Изменить размер шрифта - +
Где-то там, за лесами, горят деревни, татары пустошат Рязань. Волынские и галицкие князья ходят в походы на Литву, по воле татарской. Поход на ляхов, однако, был неудачен, и опять не понять, надо ли радоваться или сожалеть ослаблению Ногая? Он не хотел верить, что Ногай тайно принял бесерменскую веру. Но говорили о том упорно. Что, ежели так, и Ногай отворотится от Руси? Слабеющая Византия кумилась и заигрывала с Ордой. Митрополит Максим недаром сперва отправился к Ногаю, а уже спустя год – к нему!

Паутинной дрожью отдавались на Руси дела и заботы далеких стран. Где-то в Персии начиналась война – и подскакивали цены на торгу, и торопились цареградские, фряжские и ганзейские гости со своими товарами, и начинало не хватать серебра для Орды. Кто-то с кем-то дрался в мунгальских степях, куда и скакать-то многие месяцы, – и Орда становилась сговорчивее, не так давила за горло. Византия сносилась с Римом – в чехах и ляхах тотчас начиналось шевеление и через Волынь доходило до Твери. Тверская великая княгиня шлет посольство в Киев – и надо смотреть, не отзовется ли это в Ногаевой степи? Половцы и аланы заволновались – что будет делать Телебуга, не пойдет ли войной на Ногая? Все, что происходит во владениях Ливонского ордена, и даже в самой немецкой земле, и в земле свеев, и в Дании, и у далеких франков, фрягов, веницейцев, – все тотчас отзывается на торговле Великого Новгорода, а через нее – на нем, Дмитрии, на его успехах или уронах, и опять на проклятой, неминучей ордынской дани, на пресловутом ордынском выходе, серебро для коего течет оттуда, с севера и запада, через новгородские ворота Руси!

Данил у себя в Москве уединяется, все что-то строит. Нынче построжел, повзрослел, о делах своих не сказывает. Да и почему он решил, что Данил должен его так уж любить? Как долго не давал он ему воли, держал за наместником, надо ли было так? А как? Как удержать, как не уронить все это шевелящееся, ползущее людское море? Дом отцов становился непрочен. Ветер времени продувал его насквозь. Где взять силы? На Тверь едва хватило, а он ведь поднял всех! Татар было привести? Батюшка на дядю Андрея посылал. В те поры было можно, сейчас нельзя. Да и… Тогда уж прощай гордые замыслы и отсвет древнего величия! Тогда уж кланяйся Орде, стойно Федору Ярославскому. И все расползаются врозь! Временами охватывает отчаянье… Княжич Иван нынче встретил его опять с какими-то харатьями – книжник! В монахи ему идти, а не править землей.
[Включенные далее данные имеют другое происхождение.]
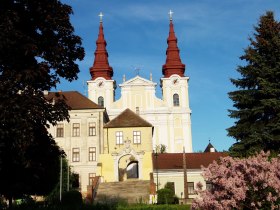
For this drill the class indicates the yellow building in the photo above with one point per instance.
(127, 148)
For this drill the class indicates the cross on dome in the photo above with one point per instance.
(101, 16)
(170, 14)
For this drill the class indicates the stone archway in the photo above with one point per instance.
(127, 157)
(132, 170)
(128, 167)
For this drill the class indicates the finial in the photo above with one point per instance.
(170, 15)
(101, 16)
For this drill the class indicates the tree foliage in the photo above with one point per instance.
(37, 48)
(252, 183)
(70, 182)
(257, 101)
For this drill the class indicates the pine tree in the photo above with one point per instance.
(257, 100)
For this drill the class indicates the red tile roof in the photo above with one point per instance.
(193, 160)
(128, 119)
(73, 99)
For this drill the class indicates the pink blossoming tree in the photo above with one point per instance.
(252, 183)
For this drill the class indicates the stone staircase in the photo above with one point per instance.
(132, 191)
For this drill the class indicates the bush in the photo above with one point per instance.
(165, 196)
(72, 199)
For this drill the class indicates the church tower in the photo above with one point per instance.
(175, 92)
(101, 87)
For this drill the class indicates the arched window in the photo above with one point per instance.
(101, 101)
(176, 101)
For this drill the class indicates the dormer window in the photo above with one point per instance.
(176, 101)
(101, 101)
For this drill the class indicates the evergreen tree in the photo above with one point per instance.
(37, 48)
(257, 101)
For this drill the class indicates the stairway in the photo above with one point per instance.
(132, 191)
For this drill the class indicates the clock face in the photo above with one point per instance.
(175, 81)
(100, 83)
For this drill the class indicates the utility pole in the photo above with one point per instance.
(60, 183)
(156, 155)
(186, 194)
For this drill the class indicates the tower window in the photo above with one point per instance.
(119, 137)
(76, 129)
(137, 137)
(59, 130)
(101, 101)
(76, 154)
(176, 101)
(91, 129)
(92, 154)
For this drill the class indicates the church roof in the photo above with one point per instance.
(193, 160)
(208, 148)
(101, 67)
(138, 81)
(127, 119)
(173, 64)
(74, 100)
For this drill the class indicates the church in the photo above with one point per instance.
(138, 137)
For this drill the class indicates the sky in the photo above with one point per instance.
(212, 35)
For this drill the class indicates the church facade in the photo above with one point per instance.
(110, 140)
(170, 115)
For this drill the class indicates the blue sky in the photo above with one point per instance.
(212, 35)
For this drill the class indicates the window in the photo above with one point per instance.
(208, 186)
(91, 178)
(76, 129)
(101, 101)
(176, 101)
(76, 154)
(190, 187)
(59, 130)
(119, 137)
(92, 154)
(136, 137)
(92, 129)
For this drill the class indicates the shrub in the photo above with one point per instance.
(165, 196)
(252, 183)
(72, 199)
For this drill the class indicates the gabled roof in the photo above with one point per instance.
(127, 119)
(208, 148)
(173, 161)
(74, 100)
(138, 81)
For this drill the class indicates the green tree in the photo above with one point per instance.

Да и сам того хочет. Все же в чем-то перед старшим сыном он виноват…

Дмитрий отошел от окна, уже кожей ощущая, как затягивает его колесо ежедневных обязанностей, как час раздумий словно плотиною перегородил течение дел. Ждут новгородцы, ждет Терентий с Онтоном, ждет ключник с исчислением, чего стоили две недели похода… Ну, хорошо, скажем, когда-то и я умру (сердце порою наливалось тяжестью). Ты, Андрей, возможешь ли поднять и не растерять этот груз? Ведь и ты сын нашего отца, ведь на нас, на нас с тобою возложена судьба земли! Ведь не Даниле же, что ставит мельницы и сам ходит по торгу, по плечу этот груз власти!

Дверь широко распахнулась. Пронизанный солнцем, с васильковыми сияющими глазами, семнадцатилетний сын Александр, Саша, Сашок, ровесник Михайлы Тверского, стоял на пороге. Одна радость и одна надежда. Нет, надо жить – для него, для этих сияющих глаз, грядущей надежды своей!

– Батюшка, тебя ко столу кличут! – звонко, без тени смущения возгласил Александр. Младший сын один не боялся его в такие, как эти, часы. И улыбка, рвущаяся с губ, победная (ну улыбнись, улыбнись же ему и ты!). Тверь все-таки укрощена, Ногай будет сговорчивее, боясь Телебуги. Все еще можно устроить, и жить стоило. Этот пронизанный солнцем отрок возвращал ему веру и мечты прежних лет. Дмитрий обнял сына за еще неширокие плечи. На миг притянул к себе – почуять свежее дыхание отрока, горячее тело любимого сына.

– Нынче поедешь со мной в Орду!

– Батя, правда?! – Сашок запрыгал как маленький.